Concise and clear as always. One additional detail worth sharing is that to get uniform selections using multiple control points the circles of influence must enclose the centre point of the adjacent control point(s). In fact, this is the most useful feature of the visible circle, so far as I can tell!
Thank you and also for adding the additional point. Yes, you do need to overlap the circles to achieve a uniform selection. How much by really depends on the Diffusion, Luminance and Chrominance slider settings.
@@RobinWhalley For sure. With your tutorials that is always the case. And a man can tell when someone is making videos for views and sponsorship deals and when someone enjoys teaching and makes videos for students. For learners. You are the latter category. Kudos.

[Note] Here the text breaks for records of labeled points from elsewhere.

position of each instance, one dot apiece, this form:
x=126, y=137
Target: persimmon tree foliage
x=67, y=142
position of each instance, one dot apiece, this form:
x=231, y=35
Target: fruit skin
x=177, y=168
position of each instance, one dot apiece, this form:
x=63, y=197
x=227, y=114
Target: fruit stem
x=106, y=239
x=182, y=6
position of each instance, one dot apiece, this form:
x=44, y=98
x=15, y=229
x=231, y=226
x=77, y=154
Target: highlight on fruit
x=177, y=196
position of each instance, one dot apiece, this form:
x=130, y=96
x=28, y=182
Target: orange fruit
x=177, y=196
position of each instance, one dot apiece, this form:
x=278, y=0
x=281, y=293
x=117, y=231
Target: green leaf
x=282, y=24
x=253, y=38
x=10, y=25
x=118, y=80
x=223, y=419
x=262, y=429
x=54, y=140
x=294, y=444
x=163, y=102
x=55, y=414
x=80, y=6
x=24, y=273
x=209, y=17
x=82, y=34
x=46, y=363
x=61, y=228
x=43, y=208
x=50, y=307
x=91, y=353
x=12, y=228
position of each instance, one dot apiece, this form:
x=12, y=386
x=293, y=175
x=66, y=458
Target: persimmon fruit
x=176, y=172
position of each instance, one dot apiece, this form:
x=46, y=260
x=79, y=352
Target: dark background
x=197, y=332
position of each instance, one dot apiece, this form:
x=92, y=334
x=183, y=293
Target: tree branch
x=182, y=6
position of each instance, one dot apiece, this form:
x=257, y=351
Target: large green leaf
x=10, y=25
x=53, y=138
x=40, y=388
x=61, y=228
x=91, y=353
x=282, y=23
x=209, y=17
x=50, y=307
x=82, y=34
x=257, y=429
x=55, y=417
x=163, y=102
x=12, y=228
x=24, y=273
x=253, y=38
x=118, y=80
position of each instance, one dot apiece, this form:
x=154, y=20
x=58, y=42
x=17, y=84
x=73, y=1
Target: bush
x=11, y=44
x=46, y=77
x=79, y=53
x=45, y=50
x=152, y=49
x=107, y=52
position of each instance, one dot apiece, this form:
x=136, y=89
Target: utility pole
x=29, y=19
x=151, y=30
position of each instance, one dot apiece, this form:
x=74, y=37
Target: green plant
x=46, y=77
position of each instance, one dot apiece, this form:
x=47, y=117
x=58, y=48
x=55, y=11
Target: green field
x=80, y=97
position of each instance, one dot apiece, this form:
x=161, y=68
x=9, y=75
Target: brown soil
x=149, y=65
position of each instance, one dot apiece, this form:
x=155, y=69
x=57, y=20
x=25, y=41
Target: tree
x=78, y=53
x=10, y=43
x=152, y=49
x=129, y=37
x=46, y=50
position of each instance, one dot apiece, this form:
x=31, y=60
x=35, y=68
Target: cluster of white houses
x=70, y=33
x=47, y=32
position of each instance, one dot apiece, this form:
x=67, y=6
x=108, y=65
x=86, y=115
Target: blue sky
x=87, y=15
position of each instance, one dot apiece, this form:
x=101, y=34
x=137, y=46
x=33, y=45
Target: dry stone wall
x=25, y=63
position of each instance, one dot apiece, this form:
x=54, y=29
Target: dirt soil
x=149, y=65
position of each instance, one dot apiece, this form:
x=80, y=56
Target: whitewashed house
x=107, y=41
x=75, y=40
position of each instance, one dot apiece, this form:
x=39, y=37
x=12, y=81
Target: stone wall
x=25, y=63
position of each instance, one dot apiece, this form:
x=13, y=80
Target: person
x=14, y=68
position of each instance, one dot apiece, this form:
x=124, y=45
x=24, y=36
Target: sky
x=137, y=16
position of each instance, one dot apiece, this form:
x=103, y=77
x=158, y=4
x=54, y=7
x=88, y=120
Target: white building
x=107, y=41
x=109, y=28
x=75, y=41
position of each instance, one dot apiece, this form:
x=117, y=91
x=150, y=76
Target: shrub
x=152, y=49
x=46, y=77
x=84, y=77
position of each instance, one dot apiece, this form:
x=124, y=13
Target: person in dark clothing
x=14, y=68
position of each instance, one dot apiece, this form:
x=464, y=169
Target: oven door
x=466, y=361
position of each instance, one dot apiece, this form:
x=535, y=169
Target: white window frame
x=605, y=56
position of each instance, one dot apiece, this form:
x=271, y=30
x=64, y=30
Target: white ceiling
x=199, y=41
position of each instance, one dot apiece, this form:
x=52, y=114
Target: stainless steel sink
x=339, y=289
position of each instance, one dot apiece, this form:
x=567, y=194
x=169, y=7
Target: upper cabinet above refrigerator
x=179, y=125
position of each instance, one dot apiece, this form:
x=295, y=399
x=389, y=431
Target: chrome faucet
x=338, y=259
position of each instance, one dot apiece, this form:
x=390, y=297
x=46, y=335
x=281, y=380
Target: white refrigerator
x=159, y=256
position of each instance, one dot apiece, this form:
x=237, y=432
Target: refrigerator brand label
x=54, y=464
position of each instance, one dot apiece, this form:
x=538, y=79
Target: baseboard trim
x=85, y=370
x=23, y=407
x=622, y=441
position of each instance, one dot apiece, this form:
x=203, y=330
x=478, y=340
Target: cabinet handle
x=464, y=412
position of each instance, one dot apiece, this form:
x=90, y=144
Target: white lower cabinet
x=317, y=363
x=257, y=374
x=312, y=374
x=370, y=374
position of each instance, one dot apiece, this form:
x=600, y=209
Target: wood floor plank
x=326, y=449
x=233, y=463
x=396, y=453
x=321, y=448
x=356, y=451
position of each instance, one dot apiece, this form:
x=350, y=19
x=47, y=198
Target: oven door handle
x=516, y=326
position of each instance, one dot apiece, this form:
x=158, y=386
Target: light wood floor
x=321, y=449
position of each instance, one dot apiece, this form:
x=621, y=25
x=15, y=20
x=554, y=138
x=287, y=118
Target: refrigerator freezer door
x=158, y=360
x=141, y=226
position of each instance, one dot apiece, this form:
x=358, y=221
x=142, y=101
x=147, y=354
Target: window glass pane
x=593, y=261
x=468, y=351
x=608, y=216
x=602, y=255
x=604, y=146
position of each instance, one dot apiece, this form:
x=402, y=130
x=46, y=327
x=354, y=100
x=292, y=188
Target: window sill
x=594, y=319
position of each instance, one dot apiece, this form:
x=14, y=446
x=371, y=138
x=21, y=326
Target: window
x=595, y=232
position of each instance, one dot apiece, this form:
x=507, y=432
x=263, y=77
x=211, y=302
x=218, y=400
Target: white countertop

In our days, is no time to take hours to edit a image. That's why now smartphone is on top. From Nik Collection, I use in Affinity Photo, only Dfine. Other tools are strange for me
Have you tried Snapseed for editing on a smart phone? It hasn't been updated for a while but it's still a great tool. It was originally developed by Nik Software before Google bought them.
This is great but all these tutorials feature an image that is already amazing and you just are throwing a few tweaks. How about taking a less than photo and making something decent from it, a bit more relatable?
I pleased you think the image looks amazing already but I would disagree. Also the video isn't about making a bad image look good. It's about how to use the selection tools in Nik to make adjustments. But you have given me an idea for a video about improving images with editing. I've added it to my to do list. Thanks.